Sabra ve Şatilla Katliamı: Unutulmaz Bir Acı
Mehmet Nuri Uçar'ın kaleme aldığı bu yazıda, Filistinlilerin zihninde kanayan yara haline gelmiş olan Sabra ve Şatilla katliamı ele alınıyor. 42 yıl önce Lübnan'ın başkenti Beyrut'ta, İsrail ordusunun koruması altında aşırı sağcı Hristiyan Falanjist milislerin saldırısına uğrayan Filistinli mülteciler, o günden beri unutmayanların hatıralarında buruk bir iz bıraktı.
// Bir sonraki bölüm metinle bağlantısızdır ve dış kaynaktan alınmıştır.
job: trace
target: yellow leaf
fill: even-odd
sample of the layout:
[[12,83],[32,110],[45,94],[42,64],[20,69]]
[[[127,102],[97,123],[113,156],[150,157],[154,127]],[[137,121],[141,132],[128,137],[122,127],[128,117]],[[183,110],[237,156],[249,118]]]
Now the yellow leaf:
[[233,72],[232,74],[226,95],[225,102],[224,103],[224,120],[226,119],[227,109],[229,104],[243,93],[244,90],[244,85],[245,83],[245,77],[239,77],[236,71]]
O Günden Bugüne: Unutulmuş Adalet
16 Eylül 1982 tarihinde başlayan saldırıda, kadın ve çocuklar da dahil olmak üzere 3 binden fazla masum insan hayatını kaybetti. Saldırı, Ketaib Partisi’nin lideri Beşir Cemayel'in suikastıyla tetiklendi. Bu trajik olayın ardından, Filistinlilerin her daim acı içinde yaşamalarına sebep olan bu katliamın failleri hala adalete teslim edilmemiştir.
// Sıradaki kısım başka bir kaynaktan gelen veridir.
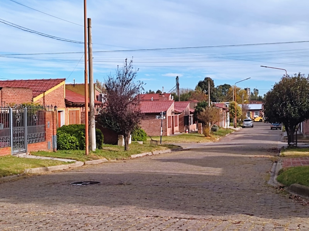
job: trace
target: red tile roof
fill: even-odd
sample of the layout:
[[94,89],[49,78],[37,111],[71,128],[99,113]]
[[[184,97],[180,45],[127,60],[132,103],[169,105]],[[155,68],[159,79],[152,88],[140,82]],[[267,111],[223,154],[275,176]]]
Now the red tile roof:
[[166,111],[174,102],[174,100],[141,101],[139,105],[142,113],[156,113]]
[[[159,96],[159,95],[161,95],[162,96]],[[170,93],[162,94],[140,94],[138,95],[137,97],[139,97],[140,100],[151,100],[152,97],[152,100],[155,101],[159,100],[159,97],[160,97],[168,98],[170,95],[171,94]]]
[[174,109],[175,111],[181,112],[186,110],[187,107],[190,104],[188,101],[177,101],[174,103]]
[[[85,96],[70,90],[66,89],[66,103],[70,104],[82,105],[85,104]],[[88,103],[89,103],[88,98]],[[100,104],[101,102],[95,99],[95,104]]]
[[58,85],[65,79],[27,79],[0,81],[0,86],[26,88],[32,90],[32,97],[36,97]]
İşgal ve Katliam: Yaşananlar
Filistinli mültecilerin yaşadığı Sabra ve Şatilla kamplarına yönelik saldırı, 3 gün boyunca devam etti. Kampta kaçış yolları kapatılarak, insanlara acımasızca saldırıldı. O gün sokaklar, çocuk, kadın ve yaşlıların cansız bedenleriyle doluydu. İsrail ordusunun aydınlatma fişekleri kullanarak saldırıyı kolaylaştırması, durumun vahametini artırdı.
Uluslararası Tepkiler ve Yargı Süreci
Birleşmiş Milletler, katliamın ardından olayı kınayarak bunu bir 'soykırım' olarak nitelendirdi. Ancak, katliamdan sorumlu olanlar hakkında henüz bir hesap verme süreci başlamadı. Şaron’un katliamda rolü olduğu tespit edilmesine rağmen, zamanla unutturulmaya çalışıldı.
Günümüzdeki Aksiyom: Gazze'deki Felaket
2023 yılı itibarıyla, Gazze'de yaşanan insani kriz, Sabra ve Şatilla katliamının yaralarını açarcasına devam ederken, 7 Ekim'den itibaren gerçekleşen saldırılar sonucunda 41 binden fazla kişi hayatını kaybetti. Bu rakamlar arasında en az 16 bin 795 çocuk ve 11 bin 378 kadın yer alıyor.
Sabra ve Şatilla katliamının yarattığı derin travma, devam eden çatışmalarla yeniden gündeme geliyor. Filistinlilerin yaşadığı acılar, geçmişle günümüz arasında kurulan bağlantıyı temsil ediyor.